"Now, you devils!" he shouted up defiantly. "Now!"

Mukoki aroused himself for a few moments and Rod helped him back to the shelter of the chasm wall. He found a nook between great masses of rock, almost clear of snow, and left him there while he hurried back to Wabigoon.

"You stand on guard here, Rod," said the latter. "We must cook that rabbit and get some life back into Mukoki. I think he has stopped bleeding, but I am going to look again. The wound isn't fatal, but it has weakened him. If we can get something hot into him I believe he will be able to walk again. Did you have anything left over from your dinner on the trail to-day?"

Rod unstrapped the small pack in which the hunters carried their food while on the trail, and which had been upon his shoulders since noon.

"There is a double handful of coffee, a cupful of tea, plenty of salt and a little bread," he said.

"Good! Few enough supplies for three people in this kind of a wilderness—but they'll save Mukoki!"

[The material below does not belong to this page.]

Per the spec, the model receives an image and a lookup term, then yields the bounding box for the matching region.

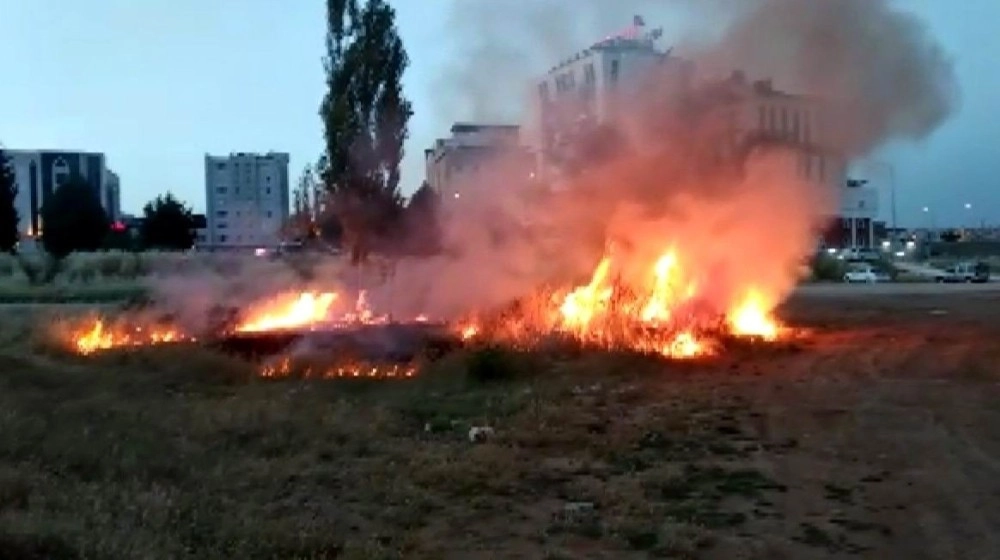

Wabi went back, while Rod, sheltered behind a rock, watched the narrow incline into the chasm. He almost hoped the Woongas would dare to attempt a descent, for he was sure that he and Wabi would have them at a terrible disadvantage and with their revolvers and three rifles could inflict a decisive blow upon them before they reached the bottom. But he saw no sign of their enemies. He heard no sound from above, yet he knew that the outlaws were very near—only waiting for the protecting darkness of night.

He heard the crackling of Wabi's fire and the odor of coffee came to him; and Wabi, assured that their presence was known to the Woongas, began whistling cheerily. In a few minutes he rejoined Rod behind the rock.

"They will attack us as soon as it gets good and dark," he said coolly. "That is, if they can find us. As soon as they are no longer able to see down into the chasm we will find some kind of a hiding-place. Mukoki will be able to travel then."

A memory of the cleft in the chasm wall came to Rod and he quickly described it to his companion. It was an ideal hiding-place at night, and if Mukoki was strong enough they could steal up out of the chasm and secure a long start into the south before the Woongas discovered their flight in the morning. There was just one chance of failure. If the spy whose trail had revealed the break in the mountain to Rod was not among the outlaws' wounded or dead the cleft might be guarded, or the Woongas themselves might employ it in making a descent upon them.